Transformers Are What You Do Not Need
In my previous article, “Deep Learning Is What You Do Not Need”, I explained that deep learning for time series is not the solution that most companies need even to consider; in this article, we delve deeper into more good reasons why transformers are not the solution that is effective for time series.
2024: GitHub repo Transformers_Are_What_You_Dont_Need is a colleciton of resources and models showing why transformers might not be the answer for time series forecasting and showcasing the best SOTA non transformer models
The article was published in June 2022 and was a rather prescient call. Since then, many scientific papers have shown that transformers are not the answer for time series forecasting.
In August 2022, a compelling research paper, "Are Transformers Effective for Time Series Forecasting?” was published by a collaborative team of researchers from the Chinese University of Hong Kong and the International Digital Academy (IDEA). This paper emerged as a significant contribution to the ongoing discourse in the field of time series forecasting, particularly regarding the usage of Transformer-based models.
The study was conducted in response to a notable increase in the proposed solutions that utilised Transformers for long-term time series forecasting (LTSF). This trend in the research community has gained substantial momentum, with more and more researchers turning to Transformer-based models in their attempts to improve forecasting accuracy.
However, the researchers from the Chinese University of Hong Kong and IDEA questioned the validity of this growing research direction. They raised concerns about the efficacy of Transformers in the specific context of LTSF and challenged the assumption that these models were inherently suited to this task. Their work served as a critique and a call for reevaluation, urging the research community to scrutinise the evidence supporting the widespread adoption of Transformer models in time series forecasting.
Let’s consider the limitations of Transformers in Time Series Forecasting.
Temporal Information Loss
Transformers have been a breakthrough in many areas of machine learning, notably in natural language processing. However, when applied to time series forecasting, one of the significant issues is the loss of temporal information due to the permutation-invariant self-attention mechanism of Transformers.
In a Transformer model, the self-attention mechanism allows each token in the input sequence to interact with every other token, thereby understanding their dependencies and relationships. While this mechanism is highly effective for tasks like machine translation, where the order of words in a sentence can be shuffled without losing meaning, it becomes problematic when applied to time series data.
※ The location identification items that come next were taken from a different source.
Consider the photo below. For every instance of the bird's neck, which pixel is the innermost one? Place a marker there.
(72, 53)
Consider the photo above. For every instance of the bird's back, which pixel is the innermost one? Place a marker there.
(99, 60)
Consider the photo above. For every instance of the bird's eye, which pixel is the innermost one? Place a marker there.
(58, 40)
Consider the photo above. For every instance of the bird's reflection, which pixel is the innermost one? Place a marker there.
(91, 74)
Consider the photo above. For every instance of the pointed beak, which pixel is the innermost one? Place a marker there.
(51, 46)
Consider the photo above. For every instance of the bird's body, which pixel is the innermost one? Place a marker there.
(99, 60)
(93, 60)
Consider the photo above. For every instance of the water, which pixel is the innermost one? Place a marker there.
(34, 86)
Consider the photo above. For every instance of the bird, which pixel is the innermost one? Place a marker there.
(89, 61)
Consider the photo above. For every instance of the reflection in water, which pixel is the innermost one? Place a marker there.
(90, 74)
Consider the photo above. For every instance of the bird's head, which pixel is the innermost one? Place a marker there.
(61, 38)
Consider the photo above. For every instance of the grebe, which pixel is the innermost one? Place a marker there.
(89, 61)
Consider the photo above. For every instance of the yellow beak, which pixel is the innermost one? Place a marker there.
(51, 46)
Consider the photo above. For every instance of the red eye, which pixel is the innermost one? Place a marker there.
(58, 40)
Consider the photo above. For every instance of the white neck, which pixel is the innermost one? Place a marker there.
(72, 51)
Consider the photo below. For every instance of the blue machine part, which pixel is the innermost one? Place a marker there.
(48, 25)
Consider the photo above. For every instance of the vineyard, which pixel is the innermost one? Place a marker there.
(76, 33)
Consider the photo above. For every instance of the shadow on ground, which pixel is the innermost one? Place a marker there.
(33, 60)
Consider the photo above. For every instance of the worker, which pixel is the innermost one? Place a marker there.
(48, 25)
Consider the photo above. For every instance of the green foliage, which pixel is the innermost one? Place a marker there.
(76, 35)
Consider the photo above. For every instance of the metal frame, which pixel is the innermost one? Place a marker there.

Time series data is fundamentally sequential, where the order of data points carries significant meaning. A key characteristic of time series is that it’s temporal — each data point is intrinsically linked to its position in time. This is where the permutation-invariant property of the self-attention mechanism becomes a problem. Permutation-invariance means the model treats the sequence as a set, ignoring the order of elements, which leads to the loss of temporal information. This property allows the model to give the same attention values even when the positions of data points are switched around.
Although Transformers try to preserve some order information by employing positional encoding and using tokens to embed sub-series, the self-attention mechanism's inherent permutation-invariance inevitably leads to temporal information loss. This can hinder the model’s ability to capture the temporal relationships in the data, which are often crucial for effective time series forecasting.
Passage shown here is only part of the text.